アーティストのジェニー・オデルによる注意経済に抵抗する「何もしない」ということを実践するための一冊。本書では、注意経済という現代社会を飲み込む資本主義の動きを指摘し、その中で、人がどのように振る舞うようになっていったのかを描き出します。その中で、わたしたちから何が失われているのか、ということを著書の経験や哲学などの領域から指摘をします。わたしたちの注意が失われることで、私たちは人間としての動物性を喪失する。注意を取り戻す、という実践を著者は「離れる」ということから取り戻すことを提案する。ただし、「離れる」とは社会的に離れるのではなく、社会の中にとどまりながら、離れる、ということを意味しています。ここでは、生きる拒絶としてのディオゲネスなどを例に、どうあるかを示します。
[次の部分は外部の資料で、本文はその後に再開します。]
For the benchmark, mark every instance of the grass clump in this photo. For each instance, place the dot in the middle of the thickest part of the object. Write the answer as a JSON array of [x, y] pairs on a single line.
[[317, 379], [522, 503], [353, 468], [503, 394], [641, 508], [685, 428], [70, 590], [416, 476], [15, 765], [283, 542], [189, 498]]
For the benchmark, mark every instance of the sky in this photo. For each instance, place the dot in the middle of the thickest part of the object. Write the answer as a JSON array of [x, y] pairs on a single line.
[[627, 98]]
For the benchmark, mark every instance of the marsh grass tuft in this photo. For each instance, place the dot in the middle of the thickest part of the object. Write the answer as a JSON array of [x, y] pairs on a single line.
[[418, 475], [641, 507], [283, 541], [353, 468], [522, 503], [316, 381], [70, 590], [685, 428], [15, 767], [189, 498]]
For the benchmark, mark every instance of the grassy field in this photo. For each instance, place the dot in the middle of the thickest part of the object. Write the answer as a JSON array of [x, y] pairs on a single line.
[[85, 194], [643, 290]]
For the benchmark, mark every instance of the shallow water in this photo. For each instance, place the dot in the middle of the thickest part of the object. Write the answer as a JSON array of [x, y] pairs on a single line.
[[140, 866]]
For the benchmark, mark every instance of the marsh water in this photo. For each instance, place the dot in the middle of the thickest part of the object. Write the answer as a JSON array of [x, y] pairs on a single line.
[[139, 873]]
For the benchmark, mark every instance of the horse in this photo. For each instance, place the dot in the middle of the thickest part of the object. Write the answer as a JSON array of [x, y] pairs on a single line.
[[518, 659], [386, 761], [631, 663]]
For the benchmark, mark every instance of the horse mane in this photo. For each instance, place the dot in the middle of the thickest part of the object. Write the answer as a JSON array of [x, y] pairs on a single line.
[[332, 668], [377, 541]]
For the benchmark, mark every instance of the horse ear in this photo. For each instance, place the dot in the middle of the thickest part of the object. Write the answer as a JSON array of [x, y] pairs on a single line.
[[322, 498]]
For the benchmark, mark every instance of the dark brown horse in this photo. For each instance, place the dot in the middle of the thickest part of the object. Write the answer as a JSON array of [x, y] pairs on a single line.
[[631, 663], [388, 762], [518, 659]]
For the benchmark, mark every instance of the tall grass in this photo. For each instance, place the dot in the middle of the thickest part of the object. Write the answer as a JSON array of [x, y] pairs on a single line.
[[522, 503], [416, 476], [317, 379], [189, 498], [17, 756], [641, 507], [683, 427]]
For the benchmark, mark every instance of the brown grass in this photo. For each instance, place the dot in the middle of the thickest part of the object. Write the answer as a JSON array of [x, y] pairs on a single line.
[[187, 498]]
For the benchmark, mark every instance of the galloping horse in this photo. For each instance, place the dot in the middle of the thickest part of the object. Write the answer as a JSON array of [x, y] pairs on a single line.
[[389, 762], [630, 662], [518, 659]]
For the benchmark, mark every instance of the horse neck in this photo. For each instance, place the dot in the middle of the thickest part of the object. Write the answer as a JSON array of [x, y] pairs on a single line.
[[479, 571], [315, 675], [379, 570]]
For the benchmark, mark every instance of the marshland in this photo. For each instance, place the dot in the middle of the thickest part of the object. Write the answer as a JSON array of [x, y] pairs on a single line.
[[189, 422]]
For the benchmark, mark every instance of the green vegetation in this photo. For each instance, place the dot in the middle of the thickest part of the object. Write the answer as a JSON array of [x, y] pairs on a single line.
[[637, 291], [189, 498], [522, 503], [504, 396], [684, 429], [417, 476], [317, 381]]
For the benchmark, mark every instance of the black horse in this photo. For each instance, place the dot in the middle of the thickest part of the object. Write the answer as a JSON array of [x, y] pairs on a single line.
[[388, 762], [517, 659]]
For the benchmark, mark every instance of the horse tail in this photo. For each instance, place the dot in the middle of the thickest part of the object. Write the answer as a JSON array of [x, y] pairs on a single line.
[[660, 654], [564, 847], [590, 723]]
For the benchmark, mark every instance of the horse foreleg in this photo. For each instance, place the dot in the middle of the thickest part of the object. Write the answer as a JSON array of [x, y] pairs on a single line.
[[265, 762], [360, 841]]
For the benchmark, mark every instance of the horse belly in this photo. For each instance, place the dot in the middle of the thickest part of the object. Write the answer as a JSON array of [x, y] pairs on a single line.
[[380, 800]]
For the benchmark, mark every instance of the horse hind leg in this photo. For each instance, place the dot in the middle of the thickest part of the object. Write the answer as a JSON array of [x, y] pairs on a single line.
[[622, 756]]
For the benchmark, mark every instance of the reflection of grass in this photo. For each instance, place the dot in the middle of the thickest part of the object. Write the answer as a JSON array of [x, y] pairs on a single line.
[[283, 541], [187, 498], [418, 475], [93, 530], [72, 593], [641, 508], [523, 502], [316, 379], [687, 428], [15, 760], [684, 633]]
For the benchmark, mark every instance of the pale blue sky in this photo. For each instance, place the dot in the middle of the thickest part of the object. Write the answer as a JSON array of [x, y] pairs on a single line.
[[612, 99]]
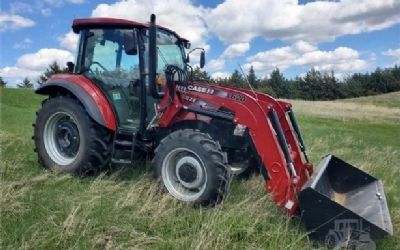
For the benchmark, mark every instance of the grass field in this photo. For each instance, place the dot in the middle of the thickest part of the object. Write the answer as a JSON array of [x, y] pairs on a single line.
[[123, 209]]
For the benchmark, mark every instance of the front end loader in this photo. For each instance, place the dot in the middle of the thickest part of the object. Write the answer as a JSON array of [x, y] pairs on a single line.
[[131, 92]]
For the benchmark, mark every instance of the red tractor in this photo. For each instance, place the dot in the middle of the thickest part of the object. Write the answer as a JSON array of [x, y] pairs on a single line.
[[131, 92]]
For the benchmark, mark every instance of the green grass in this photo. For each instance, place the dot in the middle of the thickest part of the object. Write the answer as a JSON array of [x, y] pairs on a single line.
[[124, 208]]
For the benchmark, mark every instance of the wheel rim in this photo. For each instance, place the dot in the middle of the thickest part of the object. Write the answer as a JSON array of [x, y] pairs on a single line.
[[61, 138], [184, 174]]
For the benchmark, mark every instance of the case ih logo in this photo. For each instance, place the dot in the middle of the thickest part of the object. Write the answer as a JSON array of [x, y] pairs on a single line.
[[200, 89], [349, 234]]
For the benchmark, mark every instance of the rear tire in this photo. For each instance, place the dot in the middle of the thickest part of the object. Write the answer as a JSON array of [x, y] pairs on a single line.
[[192, 167], [68, 140]]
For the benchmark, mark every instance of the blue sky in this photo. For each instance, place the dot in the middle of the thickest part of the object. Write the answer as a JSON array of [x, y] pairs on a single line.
[[344, 36]]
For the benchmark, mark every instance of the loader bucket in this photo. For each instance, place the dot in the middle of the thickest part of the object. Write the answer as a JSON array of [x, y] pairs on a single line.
[[341, 198]]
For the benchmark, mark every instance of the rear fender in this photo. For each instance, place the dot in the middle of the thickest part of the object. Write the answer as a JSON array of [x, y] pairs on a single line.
[[91, 97]]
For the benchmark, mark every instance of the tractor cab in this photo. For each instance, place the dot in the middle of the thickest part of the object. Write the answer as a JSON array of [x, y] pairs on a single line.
[[114, 54]]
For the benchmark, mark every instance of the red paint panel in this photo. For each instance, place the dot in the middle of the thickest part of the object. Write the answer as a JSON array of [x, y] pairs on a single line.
[[101, 22], [96, 94], [252, 111]]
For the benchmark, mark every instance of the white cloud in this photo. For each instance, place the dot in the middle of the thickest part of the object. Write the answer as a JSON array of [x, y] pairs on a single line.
[[33, 64], [20, 7], [215, 65], [76, 1], [236, 49], [24, 44], [179, 15], [69, 41], [393, 53], [16, 72], [220, 75], [14, 22], [45, 11], [238, 21], [43, 58], [341, 60]]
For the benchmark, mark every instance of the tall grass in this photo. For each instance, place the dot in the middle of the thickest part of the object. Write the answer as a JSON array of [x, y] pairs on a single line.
[[125, 209]]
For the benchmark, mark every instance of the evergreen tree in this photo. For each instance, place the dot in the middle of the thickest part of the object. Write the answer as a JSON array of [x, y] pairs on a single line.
[[26, 84], [278, 83], [201, 75], [53, 69], [237, 80], [252, 78], [2, 82]]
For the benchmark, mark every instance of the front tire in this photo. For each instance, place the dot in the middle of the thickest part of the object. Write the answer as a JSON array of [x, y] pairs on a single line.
[[192, 167], [68, 140]]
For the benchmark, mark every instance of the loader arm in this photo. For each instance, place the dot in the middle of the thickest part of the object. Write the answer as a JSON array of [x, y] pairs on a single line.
[[287, 172]]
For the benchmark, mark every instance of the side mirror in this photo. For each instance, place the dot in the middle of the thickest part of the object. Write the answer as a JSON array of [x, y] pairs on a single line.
[[130, 43], [202, 59], [70, 67]]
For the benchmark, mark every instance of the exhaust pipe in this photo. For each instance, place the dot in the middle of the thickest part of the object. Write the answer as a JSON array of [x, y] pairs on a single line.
[[341, 202]]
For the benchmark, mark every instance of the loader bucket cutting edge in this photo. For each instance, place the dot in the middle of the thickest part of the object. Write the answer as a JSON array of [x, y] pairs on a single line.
[[341, 198]]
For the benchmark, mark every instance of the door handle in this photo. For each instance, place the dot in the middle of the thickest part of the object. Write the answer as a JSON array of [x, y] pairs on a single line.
[[133, 85]]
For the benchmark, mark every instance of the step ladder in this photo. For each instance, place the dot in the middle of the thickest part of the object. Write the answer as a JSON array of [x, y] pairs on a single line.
[[123, 147]]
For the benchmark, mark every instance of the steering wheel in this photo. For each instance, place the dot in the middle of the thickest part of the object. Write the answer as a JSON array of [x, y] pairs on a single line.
[[99, 64]]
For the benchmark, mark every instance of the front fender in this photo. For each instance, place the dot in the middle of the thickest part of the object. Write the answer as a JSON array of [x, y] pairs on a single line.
[[91, 97]]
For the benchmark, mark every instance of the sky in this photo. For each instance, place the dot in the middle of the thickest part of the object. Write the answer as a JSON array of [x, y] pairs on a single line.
[[345, 36]]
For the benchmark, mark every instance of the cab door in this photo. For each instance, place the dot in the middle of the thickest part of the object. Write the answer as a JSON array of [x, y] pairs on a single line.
[[112, 61]]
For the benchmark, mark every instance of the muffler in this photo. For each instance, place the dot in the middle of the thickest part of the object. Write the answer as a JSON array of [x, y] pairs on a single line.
[[340, 204]]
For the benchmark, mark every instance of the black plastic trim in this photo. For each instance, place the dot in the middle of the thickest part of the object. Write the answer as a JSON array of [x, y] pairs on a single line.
[[52, 87]]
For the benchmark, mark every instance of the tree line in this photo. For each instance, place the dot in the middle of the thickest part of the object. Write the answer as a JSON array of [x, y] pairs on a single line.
[[314, 85]]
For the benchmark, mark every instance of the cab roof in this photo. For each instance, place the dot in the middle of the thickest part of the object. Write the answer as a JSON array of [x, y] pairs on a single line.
[[106, 22]]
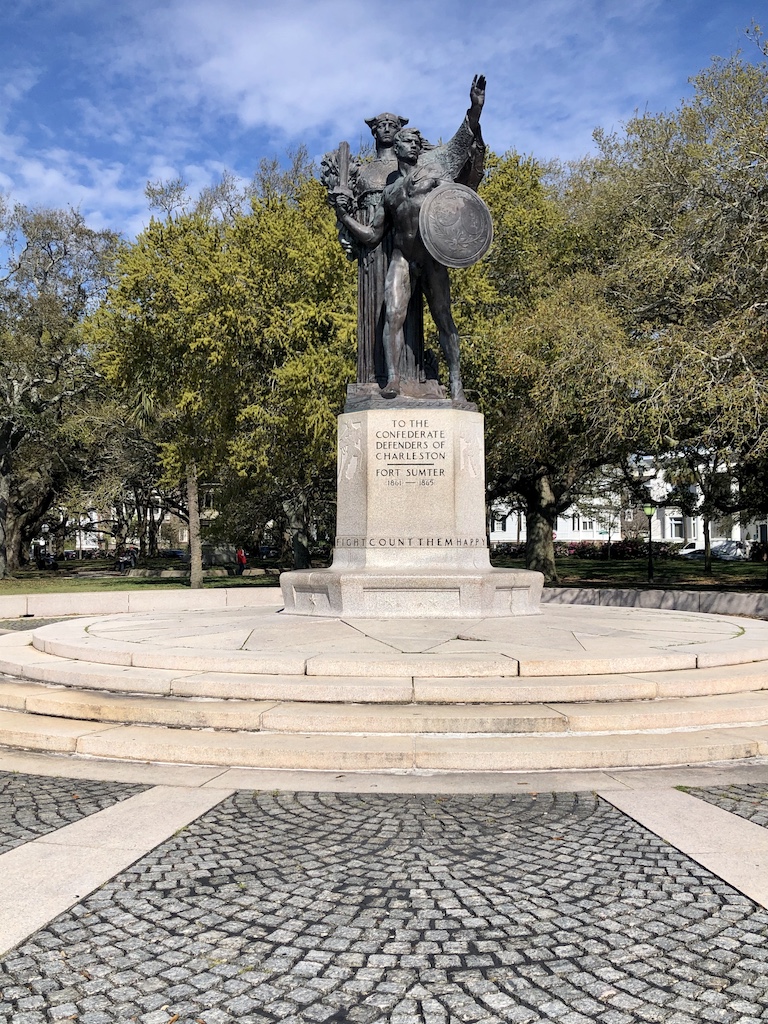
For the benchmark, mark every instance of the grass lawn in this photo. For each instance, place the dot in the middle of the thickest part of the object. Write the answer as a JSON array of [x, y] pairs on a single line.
[[72, 577], [670, 573]]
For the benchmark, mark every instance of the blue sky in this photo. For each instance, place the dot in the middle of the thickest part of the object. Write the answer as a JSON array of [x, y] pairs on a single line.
[[99, 96]]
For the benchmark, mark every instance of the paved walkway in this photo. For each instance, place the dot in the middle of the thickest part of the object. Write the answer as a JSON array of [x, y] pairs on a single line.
[[200, 896]]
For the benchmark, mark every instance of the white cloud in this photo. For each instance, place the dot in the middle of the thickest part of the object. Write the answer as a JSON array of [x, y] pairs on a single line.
[[112, 95]]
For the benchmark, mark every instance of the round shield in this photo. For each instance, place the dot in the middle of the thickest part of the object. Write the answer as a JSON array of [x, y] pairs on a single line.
[[456, 225]]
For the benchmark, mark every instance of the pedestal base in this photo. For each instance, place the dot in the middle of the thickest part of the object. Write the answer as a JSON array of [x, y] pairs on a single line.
[[421, 594]]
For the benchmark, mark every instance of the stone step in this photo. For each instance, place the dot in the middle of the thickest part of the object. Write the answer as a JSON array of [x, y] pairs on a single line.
[[72, 640], [684, 714], [346, 753], [25, 662]]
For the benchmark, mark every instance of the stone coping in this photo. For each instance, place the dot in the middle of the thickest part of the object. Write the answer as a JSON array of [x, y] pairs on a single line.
[[707, 601], [562, 641], [108, 602]]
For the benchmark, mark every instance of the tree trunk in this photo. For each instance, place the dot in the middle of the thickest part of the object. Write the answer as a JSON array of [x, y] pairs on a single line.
[[541, 516], [296, 513], [4, 501], [13, 543], [196, 545], [708, 547], [152, 532]]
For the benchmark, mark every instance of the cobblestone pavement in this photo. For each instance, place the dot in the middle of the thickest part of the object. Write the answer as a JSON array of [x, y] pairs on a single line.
[[749, 801], [299, 907], [36, 805]]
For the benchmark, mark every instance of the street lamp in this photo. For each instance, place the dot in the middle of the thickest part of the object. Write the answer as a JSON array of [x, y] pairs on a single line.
[[649, 510]]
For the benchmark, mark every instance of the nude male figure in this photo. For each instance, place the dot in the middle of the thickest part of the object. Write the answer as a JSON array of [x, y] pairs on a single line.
[[420, 172]]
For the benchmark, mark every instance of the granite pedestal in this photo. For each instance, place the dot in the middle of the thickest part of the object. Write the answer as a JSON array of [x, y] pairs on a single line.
[[411, 537]]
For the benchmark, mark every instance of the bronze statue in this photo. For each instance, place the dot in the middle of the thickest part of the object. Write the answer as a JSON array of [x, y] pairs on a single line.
[[378, 206]]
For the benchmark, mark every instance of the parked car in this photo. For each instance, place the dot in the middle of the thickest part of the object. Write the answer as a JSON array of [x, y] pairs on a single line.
[[182, 556], [729, 551]]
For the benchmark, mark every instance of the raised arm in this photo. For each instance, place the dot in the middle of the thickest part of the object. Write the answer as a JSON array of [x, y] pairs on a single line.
[[370, 235], [476, 99]]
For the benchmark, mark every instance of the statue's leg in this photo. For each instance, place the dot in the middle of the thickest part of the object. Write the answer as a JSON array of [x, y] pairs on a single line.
[[396, 296], [437, 290]]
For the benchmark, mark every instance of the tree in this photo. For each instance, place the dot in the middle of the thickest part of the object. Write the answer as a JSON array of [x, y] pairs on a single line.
[[677, 208], [165, 341], [54, 270]]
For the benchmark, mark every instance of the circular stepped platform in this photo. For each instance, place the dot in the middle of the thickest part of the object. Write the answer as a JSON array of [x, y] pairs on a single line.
[[574, 687]]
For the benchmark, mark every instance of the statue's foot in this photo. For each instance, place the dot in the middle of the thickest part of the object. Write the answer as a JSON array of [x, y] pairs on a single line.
[[392, 388], [457, 391]]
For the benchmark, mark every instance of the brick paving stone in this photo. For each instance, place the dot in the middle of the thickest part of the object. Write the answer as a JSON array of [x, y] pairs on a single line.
[[748, 801], [37, 805], [359, 909]]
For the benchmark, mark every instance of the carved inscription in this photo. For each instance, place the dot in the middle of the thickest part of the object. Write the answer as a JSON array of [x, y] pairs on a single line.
[[411, 451]]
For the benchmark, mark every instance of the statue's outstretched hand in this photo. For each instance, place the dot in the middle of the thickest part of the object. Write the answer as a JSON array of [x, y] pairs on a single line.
[[477, 91]]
そして、そこから何が始まるのか、を連携というキーワードで示していきます。私たちの注意を意識に取り戻すことで、私という存在に欠けているもの、私と他者との関係性といったものも、その姿を変えていきます。この注意のありようにより、現実はより豊かな姿を見せていきます。こうして見えてくる世界の生態は、自分と他者という境界線を溶かしていきます。そのように思考をしていくことで、復元されていく世界で、私たちはケアをされていくのだということが見えてきます。社会に対する責任を持つことを自覚し、そして、何もしない、という抵抗が、現代社会にどのように育まれるのか、そのことを本書は指し示します。